A blazar is a quasar whose jet is directed towards or nearly towards Earth. Because of this orientation, the light appears even brighter over the entire spectrum. Blazars are known sources of gamma radiation, but their light fluctuates on fairly short timescales; their fluctuations can help astronomers study how these giants feed.
Combined with other data, they can also help answer questions about the universe. For example, detections of neutrinos by observatories such as IceCube in Antarctica have only recently been traced back to blazar galaxies.

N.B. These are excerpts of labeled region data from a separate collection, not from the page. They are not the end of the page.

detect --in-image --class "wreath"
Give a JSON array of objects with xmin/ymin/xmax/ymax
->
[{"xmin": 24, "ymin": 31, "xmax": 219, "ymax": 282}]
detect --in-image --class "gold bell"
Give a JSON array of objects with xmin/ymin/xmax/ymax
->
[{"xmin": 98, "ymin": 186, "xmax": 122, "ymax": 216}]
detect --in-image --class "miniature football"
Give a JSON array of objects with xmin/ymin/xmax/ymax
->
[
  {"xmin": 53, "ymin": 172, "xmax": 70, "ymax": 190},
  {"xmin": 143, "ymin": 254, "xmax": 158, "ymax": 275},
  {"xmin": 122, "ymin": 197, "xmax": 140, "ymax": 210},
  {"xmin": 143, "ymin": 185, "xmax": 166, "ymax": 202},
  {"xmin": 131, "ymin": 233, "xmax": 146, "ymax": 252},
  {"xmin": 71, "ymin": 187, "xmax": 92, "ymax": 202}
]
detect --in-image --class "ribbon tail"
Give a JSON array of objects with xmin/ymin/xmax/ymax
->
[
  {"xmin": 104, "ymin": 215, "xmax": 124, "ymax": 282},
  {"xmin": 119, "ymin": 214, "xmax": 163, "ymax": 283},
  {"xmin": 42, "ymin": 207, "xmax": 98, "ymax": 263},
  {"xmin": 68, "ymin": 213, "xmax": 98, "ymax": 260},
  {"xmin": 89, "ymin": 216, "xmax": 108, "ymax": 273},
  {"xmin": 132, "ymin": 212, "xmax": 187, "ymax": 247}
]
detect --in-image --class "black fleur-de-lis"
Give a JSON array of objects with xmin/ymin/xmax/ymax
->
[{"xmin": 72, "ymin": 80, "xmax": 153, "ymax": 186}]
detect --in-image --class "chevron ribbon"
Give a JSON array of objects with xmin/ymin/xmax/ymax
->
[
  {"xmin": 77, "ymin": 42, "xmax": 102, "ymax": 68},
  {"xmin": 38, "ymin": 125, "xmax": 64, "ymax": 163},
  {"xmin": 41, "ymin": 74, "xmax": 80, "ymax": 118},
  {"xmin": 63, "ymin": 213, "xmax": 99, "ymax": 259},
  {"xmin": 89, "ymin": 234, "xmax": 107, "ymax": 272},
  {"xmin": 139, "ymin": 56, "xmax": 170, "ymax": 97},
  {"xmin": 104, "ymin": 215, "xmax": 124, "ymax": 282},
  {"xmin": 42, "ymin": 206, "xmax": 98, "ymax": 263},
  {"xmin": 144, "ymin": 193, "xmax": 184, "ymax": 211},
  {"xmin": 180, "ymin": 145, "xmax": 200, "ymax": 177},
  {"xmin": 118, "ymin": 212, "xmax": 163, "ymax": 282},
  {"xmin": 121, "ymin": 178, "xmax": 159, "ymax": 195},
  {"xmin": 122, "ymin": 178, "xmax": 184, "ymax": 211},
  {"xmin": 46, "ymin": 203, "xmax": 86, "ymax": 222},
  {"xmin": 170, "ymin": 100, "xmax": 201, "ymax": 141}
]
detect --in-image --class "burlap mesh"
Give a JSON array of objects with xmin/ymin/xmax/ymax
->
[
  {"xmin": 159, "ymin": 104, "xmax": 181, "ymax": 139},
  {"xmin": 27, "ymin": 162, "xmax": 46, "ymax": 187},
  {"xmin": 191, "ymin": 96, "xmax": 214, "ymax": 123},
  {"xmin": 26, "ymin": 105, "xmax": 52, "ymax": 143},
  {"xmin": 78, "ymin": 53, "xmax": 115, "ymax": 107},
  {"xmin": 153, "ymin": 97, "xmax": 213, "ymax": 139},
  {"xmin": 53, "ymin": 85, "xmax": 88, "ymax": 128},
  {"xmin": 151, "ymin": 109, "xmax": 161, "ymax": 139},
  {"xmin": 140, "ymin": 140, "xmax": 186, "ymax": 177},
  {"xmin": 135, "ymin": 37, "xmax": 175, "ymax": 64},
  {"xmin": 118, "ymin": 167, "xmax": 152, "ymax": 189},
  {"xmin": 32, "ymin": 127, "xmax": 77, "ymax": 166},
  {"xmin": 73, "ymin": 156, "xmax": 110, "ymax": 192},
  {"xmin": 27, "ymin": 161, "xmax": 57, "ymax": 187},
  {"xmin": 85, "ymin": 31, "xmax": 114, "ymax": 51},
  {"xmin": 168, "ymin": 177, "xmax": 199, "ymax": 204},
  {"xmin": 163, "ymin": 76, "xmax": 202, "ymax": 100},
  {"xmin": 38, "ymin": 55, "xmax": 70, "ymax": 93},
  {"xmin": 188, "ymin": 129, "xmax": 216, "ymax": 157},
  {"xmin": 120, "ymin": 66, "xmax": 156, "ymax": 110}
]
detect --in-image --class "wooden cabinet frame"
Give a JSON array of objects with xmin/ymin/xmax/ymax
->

Blazars represent over 90 percent of the gamma-ray sources in the new addition to the Fermi gamma-ray catalog. The other objects that emit gamma rays include a type of neutron star called pulsars, the lasered remnants of material left over from supernova explosions, and binary systems such as binary neutron stars.
And there’s the gamma-ray glow from the plane of the Milky Way galaxy, represented in the animation by a splotchy orange band stretching across the center of the image. There lighter color represents a more brilliant glow.
The long-term observations will hopefully provide a deeper insight into some of the phenomena associated with gamma ray sources. For example, tracking a neutrino to a brighter period of a blazar’s activity can help narrow down the processes that produce these mysterious particles.
“Having the historical light curve database,” says astrophysicist Michela Negro of the University of Maryland, Baltimore County, and NASA’s Goddard Space Flight Center, “can lead to new multimessenger insights into past events.”
And we get a hint of how we might see the universe if we had alien eyes.
The recently updated catalog is freely available from The Astrophysical Journal Supplement Series.